For a designer who first caused a stir with sizzling, form-enhancing dresses, this season's talk about the need for rational daywear must be concerning and possibly confusing. Roland Mouret, who's been working on adding coats and knitwear to his repertoire for a while, seemed to allow it to back him into an oddly gloomy corner for Fall. This time, he turned his career-long technique of cutting and wrapping fabric on the square into constructs involving draped and hoicked-up shapes manipulated into hooded outerwear in tweedy, grayish, muted off-colors. That wasn't all he had, but it set the show off on a drabber note than usual.
Experimenting with broadening one's scope is not in itself at all wrong, of course. In his studio in London, Mouret has devoted much thought and research to developing a wardrobe of multipurpose, transformable pieces—his tunic-top dress, and the thing he calls a "carré," which can be worn as either a top or a skirt, suspended from ribbon tapes. Alongside that, he's come up with patterned twinsets—a short sweater and longer cardigan, in this show—and narrow pants, in velvet. At times though, the complicated draping around the middle section of skirts, and the pulled-up back view on a shirtdress canceled out Mouret's main go-to attraction. Flattery through simplicity is what he does best, and those overelaborate items were a red flag for anyone concerned with wearability.

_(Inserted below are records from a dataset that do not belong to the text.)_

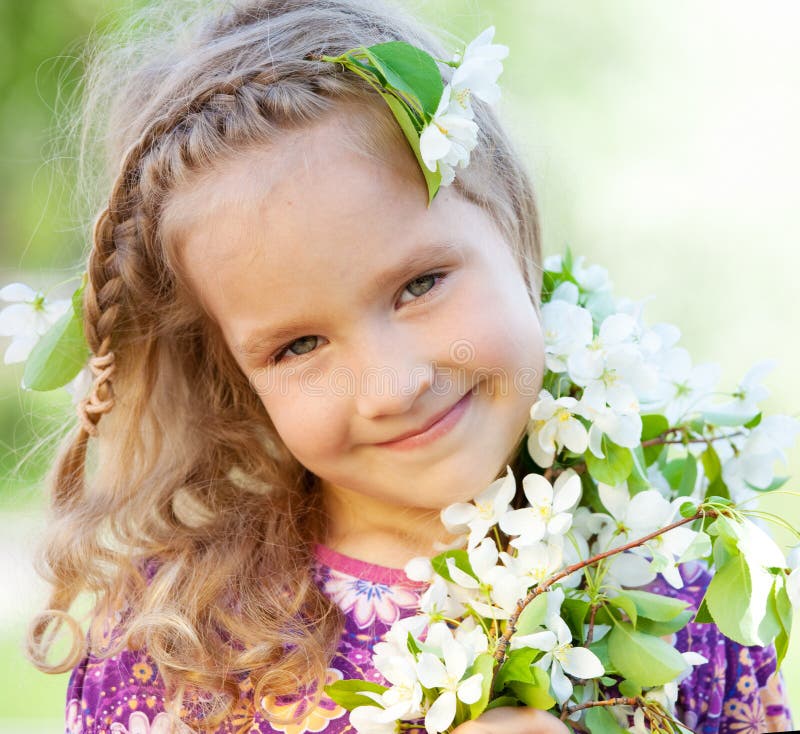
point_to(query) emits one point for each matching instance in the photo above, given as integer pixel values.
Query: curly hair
(186, 510)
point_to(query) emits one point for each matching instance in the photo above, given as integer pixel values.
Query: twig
(590, 633)
(620, 701)
(502, 643)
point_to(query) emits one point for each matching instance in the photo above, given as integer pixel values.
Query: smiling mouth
(437, 426)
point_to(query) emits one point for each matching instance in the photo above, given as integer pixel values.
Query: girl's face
(360, 315)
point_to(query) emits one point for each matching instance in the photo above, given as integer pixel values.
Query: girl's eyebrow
(421, 256)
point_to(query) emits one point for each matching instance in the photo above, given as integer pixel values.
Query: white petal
(614, 499)
(17, 292)
(441, 714)
(431, 671)
(574, 435)
(582, 663)
(568, 494)
(18, 319)
(469, 691)
(559, 524)
(537, 489)
(433, 145)
(648, 510)
(20, 348)
(562, 686)
(545, 640)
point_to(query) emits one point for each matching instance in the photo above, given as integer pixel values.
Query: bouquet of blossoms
(639, 468)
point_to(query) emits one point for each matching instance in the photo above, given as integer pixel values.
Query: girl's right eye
(278, 356)
(309, 342)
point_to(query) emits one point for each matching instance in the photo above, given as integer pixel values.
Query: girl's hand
(513, 720)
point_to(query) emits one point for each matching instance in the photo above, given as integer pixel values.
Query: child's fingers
(512, 720)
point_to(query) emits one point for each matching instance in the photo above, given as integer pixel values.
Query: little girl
(298, 365)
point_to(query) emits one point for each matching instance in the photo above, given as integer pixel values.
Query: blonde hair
(186, 511)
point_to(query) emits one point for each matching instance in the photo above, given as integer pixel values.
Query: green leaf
(653, 425)
(433, 179)
(654, 606)
(347, 693)
(600, 648)
(754, 421)
(460, 558)
(703, 616)
(517, 667)
(724, 419)
(638, 481)
(601, 721)
(688, 476)
(615, 468)
(532, 616)
(711, 463)
(641, 658)
(776, 483)
(737, 600)
(484, 664)
(783, 607)
(535, 695)
(627, 605)
(630, 689)
(410, 70)
(659, 629)
(573, 612)
(59, 355)
(413, 645)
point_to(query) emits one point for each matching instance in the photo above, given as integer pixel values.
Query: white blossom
(560, 655)
(552, 426)
(27, 319)
(484, 512)
(447, 140)
(478, 70)
(549, 513)
(447, 675)
(565, 329)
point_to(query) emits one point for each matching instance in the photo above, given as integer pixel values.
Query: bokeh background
(663, 141)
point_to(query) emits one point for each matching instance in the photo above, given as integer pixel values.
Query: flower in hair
(436, 118)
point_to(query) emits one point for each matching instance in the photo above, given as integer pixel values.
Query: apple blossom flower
(560, 656)
(549, 511)
(478, 70)
(793, 579)
(447, 140)
(749, 393)
(552, 426)
(484, 512)
(751, 468)
(27, 319)
(447, 675)
(565, 328)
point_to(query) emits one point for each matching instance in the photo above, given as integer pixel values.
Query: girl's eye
(425, 284)
(419, 288)
(306, 344)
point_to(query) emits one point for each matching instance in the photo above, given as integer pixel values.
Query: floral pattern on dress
(290, 707)
(736, 692)
(369, 601)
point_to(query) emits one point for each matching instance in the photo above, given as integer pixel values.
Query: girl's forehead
(308, 220)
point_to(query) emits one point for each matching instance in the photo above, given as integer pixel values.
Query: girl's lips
(438, 428)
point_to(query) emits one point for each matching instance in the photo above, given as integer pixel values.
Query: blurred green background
(663, 142)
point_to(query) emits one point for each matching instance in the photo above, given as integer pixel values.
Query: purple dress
(735, 692)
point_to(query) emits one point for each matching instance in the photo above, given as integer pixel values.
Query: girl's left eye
(424, 285)
(421, 287)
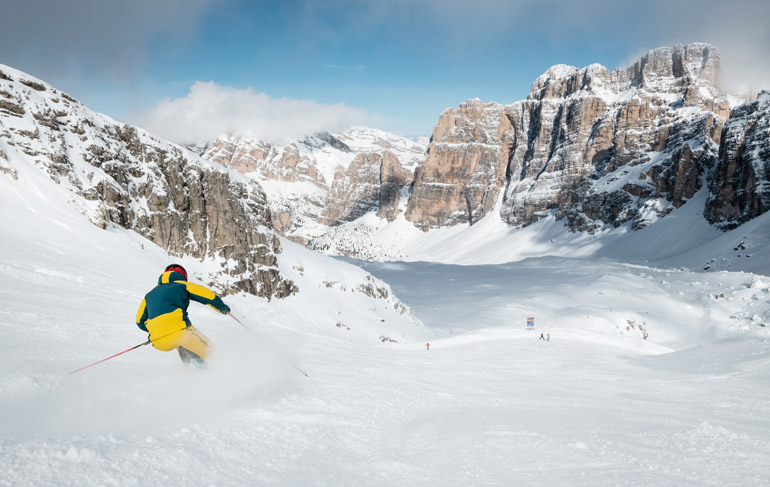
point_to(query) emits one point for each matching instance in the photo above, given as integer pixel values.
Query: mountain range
(597, 151)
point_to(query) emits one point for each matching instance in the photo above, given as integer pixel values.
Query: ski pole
(254, 333)
(113, 356)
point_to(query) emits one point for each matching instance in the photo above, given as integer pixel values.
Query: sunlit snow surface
(488, 404)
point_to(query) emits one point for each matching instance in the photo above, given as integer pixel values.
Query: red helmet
(177, 268)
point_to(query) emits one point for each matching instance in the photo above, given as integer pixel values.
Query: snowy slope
(489, 404)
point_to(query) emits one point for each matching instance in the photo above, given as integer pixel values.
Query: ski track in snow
(488, 404)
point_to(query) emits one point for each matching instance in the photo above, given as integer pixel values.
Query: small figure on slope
(163, 314)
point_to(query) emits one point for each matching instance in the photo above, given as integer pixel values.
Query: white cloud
(210, 110)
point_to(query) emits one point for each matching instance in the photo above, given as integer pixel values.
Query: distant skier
(163, 314)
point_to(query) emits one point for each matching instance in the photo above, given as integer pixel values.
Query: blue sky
(392, 64)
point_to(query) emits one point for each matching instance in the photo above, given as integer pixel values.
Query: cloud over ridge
(210, 110)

Still, Mouret's talent for modern evening glamour was present and correct in more than one way this week in Paris. His long, dusty pink dress with a black ribbon tied in the small of a bared back had the kind of quietly sexy sophistication his customers gravitate toward. One of them happens to be Carla Bruni-Sarkozy. This week, she wore Mouret's long-sleeved, covered-up jade evening gown with a slit skirt to a state dinner at the Elysée Palace. It had that combination of simplicity, propriety, and, yes, form-enhancing sizzle all women clock from a mile off. Once Mouret refocuses more on that, he'll be back on track.